Main

The human genome sequence contains a list of all the parts controlling beneficial and harmful immune responses. To identify these parts, the immediate hurdles of gene identification and genome assembly will need to be overcome. The ultimate challenge will be to bridge the gulf between a list of sequences and whole organism biology.

Predicting immune genes from sequence homology

The most immediate need is a list of all genes, exons and control elements in the human genome, but our experience is that the public domain data are still some way from this goal. To investigate the usefulness of searching the genome sequence on the basis of predicted protein homology alone (Fig. 1), we chose three examples of immunologically important proteins and asked how many more protein relatives could be found. Only the first of these examples could be searched with publicly available web-based databases. For details and advice about search options and databases, see Supplementary Information.

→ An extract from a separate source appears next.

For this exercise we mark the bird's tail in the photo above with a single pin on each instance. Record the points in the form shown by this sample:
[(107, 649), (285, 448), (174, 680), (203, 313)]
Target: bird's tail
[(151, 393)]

Figure 1: Impact of the human genome sequence on immunology.
figure 1

Three paths are shown for linking immune phenomena with individual genes; in each case, the human genome sequence has a central role.

First, we looked for proteins of the tumour necrosis factor receptor (TNFR) family, members of which control proliferation or apoptosis of lymphocytes. Sequence motifs for the TNFR family have been assembled, for example in Interpro (see Supplementary Information). The search identified 21 of the 22 known TNFR family members1, the exception being TNFR superfamily member 18. Five proteins did not immediately match known TNFR family proteins. One was the recently published TNFR family member TAJα, and two ultimately corresponded to family members OPG and DR5. The two remaining proteins represented potentially novel family members: IGI_M1_ctg13384_53 was similar to OX40, and IGI_M1_ ctg13980_78 was similar, but only over its amino-terminal half, to CD30. The fact that we found so few new members of the TNFR family may reflect either intense mining of expressed sequence tag (EST) databases or the incomplete assembly of raw genome data at present.

Second, we looked for members of the B7 family of costimulatory proteins. CD80 and CD86 (B7.1 and B7.2) are expressed on antigen-presenting cells. They engage CD28 and CD152 (CTLA-4) receptors on T cells to transmit either costimulatory or inhibitory signals to the T cell. Two homologues of CD80 and CD86 have recently been identified2: ICOSL, which binds to the T-cell costimulatory receptor ICOS (inducible costimulator); and B7H-1, which binds to the lymphocyte inhibitory receptor PD-1 (ref. 3). The B7 costimulatory proteins are not identified by specific motifs in the major protein databases, apart from being members of the immunoglobulin superfamily. Using PSI-BLAST searches (see Supplementary Information), we identified 21 proteins with homology to the B7 proteins.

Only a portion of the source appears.